Ripartizione del programma

 

I Trimestre

 

-          completamento della morfologia

-          sintassi dei casi: nominativo

-          sintassi del verbo: Participio, ablativo assoluto

-          sintassi del periodo: la perifrastica attiva e passiva; l’uso del Gerundio e del Gerundivo

II Pentamestre

 

-          Sintassi dei casi: completamento

-          Sintassi del verbo: gerundio e gerundivo, supino, infinito

-          Sintassi del verbo: il congiuntivo indipendente, l’imperativo, l’uso dell’indicativo, la consecutio temporum, l’attrazione modale, l’interrogativa diretta e indiretta, la proposizione relativa, la proposizione causale e temporale

-          Autori: principali regole di prosodia e metrica; brani di prosa

-          Autori: qualche brano di un prosatore, 50-60 vv. di un poeta

I.D.E.I.

 

Strategie di recupero e di sostegno:

 

   Le notevoli difficoltà dimostrate già lo scorso anno e confermate quest’anno da un gruppetto di allievi, soprattutto nella traduzione, ma non solo, renderanno inevitabili interventi di recupero che saranno attuati a partire da gennaio, dopo la consegna delle pagelle, in orario extracurricolare (con docenti esterni), ma anche in itinere. Per l’acquisizione di un valido metodo di lavoro si svolgeranno traduzioni in classe, guidate dall’insegnante, soprattutto di testi originali di più autori. Esercizi aggiuntivi verranno assegnati e corretti ai ragazzi che riveleranno particolari incertezze nell’applicazione delle norme grammaticali

 

 

Metodi e strumenti d’insegnamento

 

Modalità di svolgimento della lezione

 

    Le lezioni si svolgeranno principalmente in modo frontale, ma non si esclude, in alcuni casi particolari (Italiano), di coinvolgere direttamente l’allievo in una lezione da lui stesso parzialmente organizzata a casa, con le indicazioni dell’insegnante.

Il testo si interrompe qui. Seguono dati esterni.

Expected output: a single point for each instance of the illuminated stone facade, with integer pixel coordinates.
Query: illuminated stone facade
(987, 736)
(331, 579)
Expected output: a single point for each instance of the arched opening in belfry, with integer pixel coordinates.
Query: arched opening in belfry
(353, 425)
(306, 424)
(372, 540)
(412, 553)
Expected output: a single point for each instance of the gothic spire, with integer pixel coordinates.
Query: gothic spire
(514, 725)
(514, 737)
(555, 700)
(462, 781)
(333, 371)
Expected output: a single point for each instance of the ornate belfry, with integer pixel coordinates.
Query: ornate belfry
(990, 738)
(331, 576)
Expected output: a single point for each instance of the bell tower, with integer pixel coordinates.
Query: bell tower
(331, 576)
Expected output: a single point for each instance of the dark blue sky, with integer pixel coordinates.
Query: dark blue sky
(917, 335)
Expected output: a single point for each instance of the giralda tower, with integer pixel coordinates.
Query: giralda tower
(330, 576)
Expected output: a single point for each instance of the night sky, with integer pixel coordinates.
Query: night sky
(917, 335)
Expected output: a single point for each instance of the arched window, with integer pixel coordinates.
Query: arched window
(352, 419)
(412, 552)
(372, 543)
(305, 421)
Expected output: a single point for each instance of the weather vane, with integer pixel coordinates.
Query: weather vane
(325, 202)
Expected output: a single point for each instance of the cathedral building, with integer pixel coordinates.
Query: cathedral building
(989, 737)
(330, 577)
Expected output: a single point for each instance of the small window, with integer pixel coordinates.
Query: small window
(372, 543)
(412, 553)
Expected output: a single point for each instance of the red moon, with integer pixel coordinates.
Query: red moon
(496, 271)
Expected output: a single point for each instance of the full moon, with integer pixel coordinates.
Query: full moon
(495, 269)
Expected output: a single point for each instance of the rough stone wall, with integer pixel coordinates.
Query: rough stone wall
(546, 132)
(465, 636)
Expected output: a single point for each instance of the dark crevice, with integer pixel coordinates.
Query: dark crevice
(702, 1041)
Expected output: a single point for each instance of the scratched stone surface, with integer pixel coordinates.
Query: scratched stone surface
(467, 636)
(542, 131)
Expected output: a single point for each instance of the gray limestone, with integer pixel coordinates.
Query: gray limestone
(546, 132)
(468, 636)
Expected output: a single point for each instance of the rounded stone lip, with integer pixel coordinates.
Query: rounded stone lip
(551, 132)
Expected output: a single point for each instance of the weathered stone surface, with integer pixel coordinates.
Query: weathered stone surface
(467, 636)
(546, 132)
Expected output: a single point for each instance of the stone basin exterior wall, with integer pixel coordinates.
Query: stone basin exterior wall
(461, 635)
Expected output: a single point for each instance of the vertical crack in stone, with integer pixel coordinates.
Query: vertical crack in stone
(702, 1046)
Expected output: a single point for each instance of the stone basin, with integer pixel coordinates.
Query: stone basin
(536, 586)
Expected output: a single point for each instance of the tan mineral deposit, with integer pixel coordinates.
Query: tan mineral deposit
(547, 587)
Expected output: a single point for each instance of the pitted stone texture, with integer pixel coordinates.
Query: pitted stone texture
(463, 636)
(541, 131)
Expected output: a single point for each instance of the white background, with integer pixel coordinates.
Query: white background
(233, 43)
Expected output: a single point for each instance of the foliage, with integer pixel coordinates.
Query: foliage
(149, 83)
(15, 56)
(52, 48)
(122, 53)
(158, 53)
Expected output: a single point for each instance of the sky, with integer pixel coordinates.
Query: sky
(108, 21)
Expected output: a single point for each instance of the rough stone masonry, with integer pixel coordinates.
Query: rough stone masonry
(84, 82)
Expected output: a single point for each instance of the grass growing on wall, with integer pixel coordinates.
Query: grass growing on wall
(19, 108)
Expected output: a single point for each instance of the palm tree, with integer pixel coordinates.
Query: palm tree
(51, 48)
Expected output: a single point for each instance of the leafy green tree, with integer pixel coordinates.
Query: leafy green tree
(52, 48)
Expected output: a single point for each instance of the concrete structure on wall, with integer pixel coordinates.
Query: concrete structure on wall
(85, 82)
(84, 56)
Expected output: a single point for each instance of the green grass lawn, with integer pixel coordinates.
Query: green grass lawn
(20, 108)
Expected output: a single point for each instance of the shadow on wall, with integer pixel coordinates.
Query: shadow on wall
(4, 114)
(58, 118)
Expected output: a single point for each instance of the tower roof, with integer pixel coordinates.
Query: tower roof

    Per quanto riguarda per esempio la lettura de “I promessi sposi”, l’insegnante stessa leggerà il testo in classe, con l’aiuto di alcuni allievi, e li guiderà tutti al commento dei passi più significativi sia ai fini della comprensione dell’opera e dei principi dell’autore sia ai fini dell’accostamento ai problemi umani più attuali. Non tutta l’opera potrà probabilmente essere letta e commentata in classe, perciò alcuni passi saranno lasciati alla lettura individuale.

 

 

Uso di strumenti didattici

 

    Ai ragazzi sarà proposta, di tanto in tanto, la visione di film o commedie in videocassetta che riguardino argomenti trattati nel corso dell’anno.

 

 

Metodi e strumenti di valutazione

 

Tipo e frequenza delle verifiche

 

    Le prove scritte saranno almeno tre nel trimestre e quattro nel pentamestre per il Latino e l’Italiano; le prove orali saranno almeno una nel trimestre e due nel semestre; accanto ad esse, per le due materie, saranno assegnate periodicamente verifiche scritte aventi valore di prove orali (una nel trimestre, due o tre nel pentamestre); per queste ultime prove, se insufficienti, sono previste anche verifiche di recupero.

 

Criteri di valutazione

 

    I criteri di valutazione delle prove si baseranno in particolare sui seguenti aspetti: a) conoscenza degli argomenti trattati; b) correttezza espositiva; c) eventuali approfondimenti personali; d) impegno costante nello studio.

    Nelle prove scritte di Latino saranno valutate: a) la correttezza della traduzione; b) la resa adeguata in lingua italiana. Gli errori di morfosintassi saranno valutati di maggiore gravità rispetto a quelli di tipo lessicale, ove l’uso improprio del lessico non alteri la corretta interpretazione del testo.